Coelum Circolo Astrofili Talmassons
Cortesia rivista "Coelum - Astronomia" e
Circolo Astrofili Talmassons


[1,1] Nemo usque eo tardus et hebes et demissus in terram est ut ad diuina non erigatur ac tota mente consurgat, utique ubi nouum aliquod e caelo miraculum fulsit. Nam quamdiu solita decurrunt, magnitudinem rerum consuetudo subducit: ita enim compositi sumus ut nos cotidiana, etiamsi admiratione digna sunt, transeant, contra minimarum quoque rerum, si insolitae prodierunt, spectaculum dulce fiat

[1,2] Hic itaque coetus astrorum, quibus immensi corporis pulchritudo distinguitur, populum non conuocat: at cum aliquid ex more mutatum est, omnium uultus in caelo est. Sol spectatorem, nisi deficit, non habet; nemo obseruat lunam nisi laborantem: tunc urbes conclamant, tunc pro se quisque superstitione uana strepit. 

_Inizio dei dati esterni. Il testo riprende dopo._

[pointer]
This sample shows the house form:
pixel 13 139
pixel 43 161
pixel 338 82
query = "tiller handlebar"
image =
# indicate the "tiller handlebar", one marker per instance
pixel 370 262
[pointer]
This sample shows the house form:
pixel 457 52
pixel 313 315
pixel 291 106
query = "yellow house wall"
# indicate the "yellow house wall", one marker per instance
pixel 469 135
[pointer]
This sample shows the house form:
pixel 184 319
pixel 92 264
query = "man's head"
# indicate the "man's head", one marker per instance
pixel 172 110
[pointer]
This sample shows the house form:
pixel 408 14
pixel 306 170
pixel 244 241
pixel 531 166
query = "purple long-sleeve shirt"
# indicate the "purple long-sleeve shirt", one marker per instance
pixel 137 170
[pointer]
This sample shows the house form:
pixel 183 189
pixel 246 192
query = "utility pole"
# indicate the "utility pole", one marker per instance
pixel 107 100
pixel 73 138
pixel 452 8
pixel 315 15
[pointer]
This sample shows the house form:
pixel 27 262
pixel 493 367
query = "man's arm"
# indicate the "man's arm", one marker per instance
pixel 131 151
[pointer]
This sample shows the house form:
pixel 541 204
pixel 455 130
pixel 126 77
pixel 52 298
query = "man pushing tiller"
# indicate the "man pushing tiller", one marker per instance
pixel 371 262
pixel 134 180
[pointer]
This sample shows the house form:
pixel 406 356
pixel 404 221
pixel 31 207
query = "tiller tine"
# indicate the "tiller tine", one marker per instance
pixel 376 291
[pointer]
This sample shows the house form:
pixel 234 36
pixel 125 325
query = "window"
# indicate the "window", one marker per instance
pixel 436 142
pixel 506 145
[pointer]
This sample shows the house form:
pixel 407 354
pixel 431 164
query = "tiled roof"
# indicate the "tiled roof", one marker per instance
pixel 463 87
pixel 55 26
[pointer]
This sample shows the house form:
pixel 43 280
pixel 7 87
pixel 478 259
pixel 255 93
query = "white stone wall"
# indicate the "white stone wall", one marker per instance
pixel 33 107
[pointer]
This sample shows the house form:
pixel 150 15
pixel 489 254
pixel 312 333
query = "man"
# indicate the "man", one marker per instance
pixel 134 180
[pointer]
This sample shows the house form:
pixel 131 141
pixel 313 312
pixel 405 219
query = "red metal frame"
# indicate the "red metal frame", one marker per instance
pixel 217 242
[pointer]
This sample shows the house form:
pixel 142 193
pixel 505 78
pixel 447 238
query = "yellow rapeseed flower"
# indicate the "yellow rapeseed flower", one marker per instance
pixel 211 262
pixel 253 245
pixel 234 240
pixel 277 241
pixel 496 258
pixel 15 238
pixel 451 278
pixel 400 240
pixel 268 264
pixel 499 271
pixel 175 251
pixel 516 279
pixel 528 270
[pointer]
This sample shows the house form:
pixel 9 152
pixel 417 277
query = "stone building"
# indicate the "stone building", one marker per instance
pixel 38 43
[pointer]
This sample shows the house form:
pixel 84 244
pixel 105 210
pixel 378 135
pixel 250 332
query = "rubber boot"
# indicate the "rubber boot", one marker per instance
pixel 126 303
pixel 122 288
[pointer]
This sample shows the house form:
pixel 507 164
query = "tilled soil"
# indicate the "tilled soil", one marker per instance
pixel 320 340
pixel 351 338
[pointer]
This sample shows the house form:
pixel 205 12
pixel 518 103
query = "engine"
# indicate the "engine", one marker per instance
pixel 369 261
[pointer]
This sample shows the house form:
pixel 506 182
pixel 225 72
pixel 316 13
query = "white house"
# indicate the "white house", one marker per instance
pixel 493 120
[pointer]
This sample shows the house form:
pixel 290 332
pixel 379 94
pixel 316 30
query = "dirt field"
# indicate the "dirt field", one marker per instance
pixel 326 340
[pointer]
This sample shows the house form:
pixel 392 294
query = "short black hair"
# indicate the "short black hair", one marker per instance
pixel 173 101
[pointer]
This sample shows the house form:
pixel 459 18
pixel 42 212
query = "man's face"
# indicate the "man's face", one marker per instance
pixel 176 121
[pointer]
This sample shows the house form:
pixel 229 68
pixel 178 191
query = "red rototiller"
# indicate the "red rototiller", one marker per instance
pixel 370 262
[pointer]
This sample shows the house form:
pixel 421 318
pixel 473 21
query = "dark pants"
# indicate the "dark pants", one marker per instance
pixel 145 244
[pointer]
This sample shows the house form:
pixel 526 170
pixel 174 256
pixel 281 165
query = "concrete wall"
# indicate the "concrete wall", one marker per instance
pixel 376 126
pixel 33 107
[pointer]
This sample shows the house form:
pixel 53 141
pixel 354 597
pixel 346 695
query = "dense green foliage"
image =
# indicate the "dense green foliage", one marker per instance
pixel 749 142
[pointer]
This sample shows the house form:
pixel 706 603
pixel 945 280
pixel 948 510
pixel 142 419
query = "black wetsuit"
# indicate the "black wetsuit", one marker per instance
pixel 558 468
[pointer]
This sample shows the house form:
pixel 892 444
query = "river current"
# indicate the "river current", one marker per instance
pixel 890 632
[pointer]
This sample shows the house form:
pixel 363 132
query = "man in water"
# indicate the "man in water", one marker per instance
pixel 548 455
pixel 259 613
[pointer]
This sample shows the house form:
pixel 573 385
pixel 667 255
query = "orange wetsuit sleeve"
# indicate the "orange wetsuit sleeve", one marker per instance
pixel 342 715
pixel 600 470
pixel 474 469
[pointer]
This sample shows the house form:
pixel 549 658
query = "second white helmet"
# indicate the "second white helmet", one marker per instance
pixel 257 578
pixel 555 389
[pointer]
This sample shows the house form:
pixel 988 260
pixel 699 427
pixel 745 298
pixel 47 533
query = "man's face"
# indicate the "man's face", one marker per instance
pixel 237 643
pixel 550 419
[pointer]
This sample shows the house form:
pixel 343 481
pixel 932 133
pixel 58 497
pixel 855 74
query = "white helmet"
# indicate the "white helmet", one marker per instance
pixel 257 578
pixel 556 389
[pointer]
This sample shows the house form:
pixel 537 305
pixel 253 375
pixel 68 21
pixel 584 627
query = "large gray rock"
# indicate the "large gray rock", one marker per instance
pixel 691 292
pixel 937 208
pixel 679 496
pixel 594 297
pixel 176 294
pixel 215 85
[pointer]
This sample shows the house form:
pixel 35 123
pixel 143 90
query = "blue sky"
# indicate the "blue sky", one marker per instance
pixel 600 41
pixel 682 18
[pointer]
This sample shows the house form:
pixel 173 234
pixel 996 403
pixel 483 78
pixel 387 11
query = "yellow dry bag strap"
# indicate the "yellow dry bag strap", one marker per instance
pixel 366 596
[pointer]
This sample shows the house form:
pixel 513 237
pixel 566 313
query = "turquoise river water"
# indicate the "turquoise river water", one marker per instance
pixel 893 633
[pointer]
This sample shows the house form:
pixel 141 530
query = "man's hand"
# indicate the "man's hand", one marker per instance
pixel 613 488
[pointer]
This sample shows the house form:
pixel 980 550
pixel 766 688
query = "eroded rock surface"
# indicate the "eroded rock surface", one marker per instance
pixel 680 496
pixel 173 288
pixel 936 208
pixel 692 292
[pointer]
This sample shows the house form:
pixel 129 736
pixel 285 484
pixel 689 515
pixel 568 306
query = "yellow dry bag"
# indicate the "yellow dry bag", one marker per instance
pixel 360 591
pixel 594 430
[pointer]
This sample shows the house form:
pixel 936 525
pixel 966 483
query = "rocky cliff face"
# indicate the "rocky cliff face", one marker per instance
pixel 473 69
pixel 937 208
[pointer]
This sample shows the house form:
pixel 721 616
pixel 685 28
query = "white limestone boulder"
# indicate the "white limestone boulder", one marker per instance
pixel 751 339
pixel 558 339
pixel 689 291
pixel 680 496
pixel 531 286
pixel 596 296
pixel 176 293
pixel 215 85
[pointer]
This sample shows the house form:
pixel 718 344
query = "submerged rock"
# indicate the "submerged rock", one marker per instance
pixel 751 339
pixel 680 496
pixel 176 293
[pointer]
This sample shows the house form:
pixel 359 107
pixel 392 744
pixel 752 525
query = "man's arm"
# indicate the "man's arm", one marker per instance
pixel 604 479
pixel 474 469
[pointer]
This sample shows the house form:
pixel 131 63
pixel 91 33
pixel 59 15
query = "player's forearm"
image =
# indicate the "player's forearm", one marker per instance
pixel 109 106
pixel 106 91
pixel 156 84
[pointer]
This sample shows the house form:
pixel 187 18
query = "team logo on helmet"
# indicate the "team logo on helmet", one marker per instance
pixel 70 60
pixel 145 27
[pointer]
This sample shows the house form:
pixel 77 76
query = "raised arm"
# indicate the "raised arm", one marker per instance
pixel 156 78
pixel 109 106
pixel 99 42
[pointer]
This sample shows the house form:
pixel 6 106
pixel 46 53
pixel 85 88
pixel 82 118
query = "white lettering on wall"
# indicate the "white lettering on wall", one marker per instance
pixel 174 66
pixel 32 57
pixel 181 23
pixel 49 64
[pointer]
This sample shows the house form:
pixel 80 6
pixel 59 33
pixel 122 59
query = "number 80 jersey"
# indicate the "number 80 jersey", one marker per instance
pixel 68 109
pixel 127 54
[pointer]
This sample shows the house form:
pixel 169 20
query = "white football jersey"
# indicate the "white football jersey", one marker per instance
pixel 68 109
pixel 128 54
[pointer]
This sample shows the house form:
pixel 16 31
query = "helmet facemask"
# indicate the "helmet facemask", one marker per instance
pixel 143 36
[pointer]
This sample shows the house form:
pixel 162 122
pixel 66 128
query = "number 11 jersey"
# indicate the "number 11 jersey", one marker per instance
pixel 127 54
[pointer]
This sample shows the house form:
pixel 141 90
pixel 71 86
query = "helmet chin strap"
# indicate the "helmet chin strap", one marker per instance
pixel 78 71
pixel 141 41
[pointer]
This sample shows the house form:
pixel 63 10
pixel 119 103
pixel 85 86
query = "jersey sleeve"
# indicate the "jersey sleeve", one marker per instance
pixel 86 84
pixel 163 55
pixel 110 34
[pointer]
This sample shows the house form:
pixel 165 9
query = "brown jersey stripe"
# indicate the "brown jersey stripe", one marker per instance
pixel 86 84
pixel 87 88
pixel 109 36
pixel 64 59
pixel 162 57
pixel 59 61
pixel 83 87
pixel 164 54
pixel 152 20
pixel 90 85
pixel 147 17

Nessuno è così tardo e ottuso e chino a terra da non rialzarsi e volgersi con tutto il suo spirito verso le cose divine, soprattutto quando dal cielo ha brillato qualche insolito prodigio. Infatti, finché gli astri si muovono come il solito, l’abitudine li priva della loro grandezza: infatti, siamo fatti in modo tale che le cose che accadono ogni giorno, anche se sono degne di ammirazione, ci sfuggano; al contrario lo spettacolo degli eventi anche più insignificanti, purchè insoliti, diventa piacevole.
[2] Perciò, questa schiera di astri di cui si adorna la bellezza dell’’immenso universo non chiama a raccolta la folla: ma quando è cambiato qualcosa rispetto al solito, gli occhi di tutti si volgono al cielo. Il sole non ha spettatori, se non durante le eclissi; nessuno osserva la luna, se non quando è oscurata: allora le città gridano tutte insieme, allora ciascuno si lamenta a causa di una vana superstizione. 

Commento

L’incipit del VII libro richiama immediatamente l’intento fondamentale dell’opera: analizzare quali effetti debba produrre l’osservazione della natura nell’animo del saggio, che deve evitare l’atteggiamento del popolo, vittima di ignoranza e superstizione. Seneca affronta subito il nodo fondamentale dell’osservazione del cielo e in particolare delle comete: la gente comune leva con angoscia lo sguardo verso l’alto quando si manifesta un fenomeno diverso dal solito, temendo che le regole dell’universo siano sconvolte e il fatto nuovo sia foriero di sventure o catastrofi naturali. Il filosofo romano non coglie la natura psicologica del legame che gli antichi ponevano tra la regolarità dei fatti celesti e il caos di questo mondo e il bisogno della gente comune di essere rassicurata sul suo destino. Egli si limita a condannare la superficialità di chi non sa riconoscere la meraviglia della natura nella quale viviamo (o forse è meglio dire vivevamo) quotidianamente: le anime più sensibili si stupiscono di fronte alla straordinaria bellezza di una notte stellata anche se non accade nulla di straordinario. Il saggio dunque saprà cogliere in questo spettacolo il segno dell’intervento divino e si innalzerà con la mente dalla miseria della condizione umana alla pace della contemplazione. Dunque non terrori superstiziosi ma sapienza ed equilibrio interiore dovrà ispirare lo spettacolo della natura a chi ne sa capire la grandezza. Questo atteggiamento, che il Medioevo non negherà ma interpreterà in chiave cristiana, non viene negato dalla scienza, anzi, se ne trovano testimonianze negli scritti di personaggi quali Galileo, Newton e Einstein. Forse il motore della conoscenza scientifica è proprio questo stupore di fronte alla bellezza dell’universo e il tentativo di capire quali leggi lo regolino e quali possano essere le sue origini.